One of the overriding concerns of mobile carriers is running out of cellular capacity. They are taking many steps to confront that challenge. A key tactic is to off-load as much traffic as possible onto Wi-Fi networks.

That’s a well-known and growing procedure which, in addition to stretching capacity, can cut costs. The Holy Grail is a session that can jump from cellular to Wi-Fi and back again without re-authentication or any other disruption. Wi-Fi must be outfitted with the roaming capability cellular has long enjoyed, and it must be possible for devices to pass the Wi-Fi/cellular boundary.

It is never easy to retrofit a new function, especially one that is system-wide, onto an existing infrastructure. Steve Livingston, the senior vice president of Open Mobile Exchange for iPass, used a Light Reading commentary to discuss what needs to happen to make full Wi-Fi roaming a reality. It is a commentary in which the details move quickly to the forefront, but a couple of sentences from near the beginning sum up the situation:

However, the reality is that ubiquity is still a long way off. There are multiple providers, multiple standards, and a mix of legacy and NGH infrastructure.

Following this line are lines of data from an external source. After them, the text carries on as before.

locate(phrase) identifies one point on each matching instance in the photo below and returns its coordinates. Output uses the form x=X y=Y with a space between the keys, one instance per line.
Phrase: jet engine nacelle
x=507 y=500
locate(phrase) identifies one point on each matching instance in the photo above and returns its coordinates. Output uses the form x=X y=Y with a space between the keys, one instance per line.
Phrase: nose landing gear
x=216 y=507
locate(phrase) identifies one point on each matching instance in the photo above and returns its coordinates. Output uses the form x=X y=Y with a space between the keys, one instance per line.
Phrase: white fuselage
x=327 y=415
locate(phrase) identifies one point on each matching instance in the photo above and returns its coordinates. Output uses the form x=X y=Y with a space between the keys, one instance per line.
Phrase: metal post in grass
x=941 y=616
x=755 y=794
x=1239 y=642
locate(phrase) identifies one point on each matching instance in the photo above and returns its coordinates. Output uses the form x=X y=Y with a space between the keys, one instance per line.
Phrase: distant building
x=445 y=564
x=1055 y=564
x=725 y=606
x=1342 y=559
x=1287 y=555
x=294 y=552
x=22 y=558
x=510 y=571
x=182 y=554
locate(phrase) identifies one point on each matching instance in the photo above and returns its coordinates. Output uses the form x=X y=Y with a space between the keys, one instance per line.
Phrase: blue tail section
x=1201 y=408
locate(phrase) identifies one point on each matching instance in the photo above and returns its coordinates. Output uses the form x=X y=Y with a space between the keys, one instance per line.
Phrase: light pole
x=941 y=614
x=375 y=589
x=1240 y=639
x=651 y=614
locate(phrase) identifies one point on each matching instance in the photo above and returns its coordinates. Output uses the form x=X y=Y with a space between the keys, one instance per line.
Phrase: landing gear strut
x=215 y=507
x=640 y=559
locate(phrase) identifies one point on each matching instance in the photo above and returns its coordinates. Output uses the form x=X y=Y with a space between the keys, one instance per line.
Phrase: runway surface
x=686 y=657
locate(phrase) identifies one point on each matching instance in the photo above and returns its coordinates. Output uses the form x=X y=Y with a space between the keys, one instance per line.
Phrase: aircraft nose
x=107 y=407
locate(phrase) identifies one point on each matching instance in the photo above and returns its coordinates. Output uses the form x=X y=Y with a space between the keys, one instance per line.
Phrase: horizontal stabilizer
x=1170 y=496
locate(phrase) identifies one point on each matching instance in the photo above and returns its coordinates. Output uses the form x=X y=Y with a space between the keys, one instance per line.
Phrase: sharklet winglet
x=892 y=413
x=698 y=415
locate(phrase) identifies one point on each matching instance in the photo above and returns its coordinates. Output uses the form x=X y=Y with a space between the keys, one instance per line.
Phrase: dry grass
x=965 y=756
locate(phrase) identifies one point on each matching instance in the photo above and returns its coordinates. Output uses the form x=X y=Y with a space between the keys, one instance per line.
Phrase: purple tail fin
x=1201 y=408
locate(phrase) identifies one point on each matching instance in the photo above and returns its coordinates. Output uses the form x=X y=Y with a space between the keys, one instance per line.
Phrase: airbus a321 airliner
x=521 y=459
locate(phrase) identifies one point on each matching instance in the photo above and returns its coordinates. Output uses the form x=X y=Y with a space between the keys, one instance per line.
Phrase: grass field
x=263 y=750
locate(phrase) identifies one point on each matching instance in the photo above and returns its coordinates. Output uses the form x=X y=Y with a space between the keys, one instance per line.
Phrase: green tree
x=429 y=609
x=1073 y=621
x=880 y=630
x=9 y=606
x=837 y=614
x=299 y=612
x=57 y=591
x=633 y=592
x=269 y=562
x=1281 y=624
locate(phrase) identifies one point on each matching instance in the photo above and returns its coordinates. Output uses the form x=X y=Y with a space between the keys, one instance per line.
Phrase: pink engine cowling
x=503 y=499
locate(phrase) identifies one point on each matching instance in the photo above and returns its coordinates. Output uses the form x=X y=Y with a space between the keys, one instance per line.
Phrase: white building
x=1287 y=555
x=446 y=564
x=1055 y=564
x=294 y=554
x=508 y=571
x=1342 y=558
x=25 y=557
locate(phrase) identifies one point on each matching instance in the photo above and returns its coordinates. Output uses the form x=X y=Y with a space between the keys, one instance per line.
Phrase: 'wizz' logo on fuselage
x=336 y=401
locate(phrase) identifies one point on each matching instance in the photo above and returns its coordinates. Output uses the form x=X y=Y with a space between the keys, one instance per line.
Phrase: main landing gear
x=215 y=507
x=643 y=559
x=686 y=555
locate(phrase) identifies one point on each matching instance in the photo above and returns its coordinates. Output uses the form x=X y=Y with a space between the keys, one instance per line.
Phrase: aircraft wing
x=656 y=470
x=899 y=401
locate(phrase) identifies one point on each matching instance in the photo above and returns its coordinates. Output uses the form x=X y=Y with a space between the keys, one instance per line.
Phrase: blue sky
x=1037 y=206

The need to use the word “multiple” multiple times when the topic under discussion is the creation of ubiquity and efficiency generally is a bad sign.

Livingston links to a post at the Wireless Broadband Alliance written by Sean McGrath. While extolling the virtues of Wi-Fi roaming, he is not shy about highlighting the challenges. Many complex heterogeneous networks built by vendors and service providers who compete with each other must be reengineered, or perhaps a middleware-type level thrown in between the networks and the users, to enable roaming. This is an international effort, as evidenced by the companies supporting the effort. Those organizations include Intel, AT&T, Orange, CableLabs, Cisco and several others.

This very much is a work in progress. Indeed, the work seems nearer the starting gun than the finish line. Ben Rossi at Information Age suggests how early in the game of integrating hotspots into the roaming tool chest the industry is:

Enterprises with business travelers need to think seriously about how they can provide these mobile workers with Wi-Fi 2.0-like connectivity. There are a few ways to do this, such as approaching one of the few mobile carriers which bundles Wi-Fi into data roaming plans. However, this may not necessarily give the extensive worldwide access that business travellers need.

After the technology, which will be part of Hotspot 2.0, is settled, the industry—albeit, other players within it—must tackle a whole array of new roaming agreements. That challenge may be no easier than figuring out how to make the core technology work. The goal of an interconnected worldwide network in which users shift between carriers and their Wi-Fi and cellular networks without re-authenticating or even being aware of the switch, is laudable.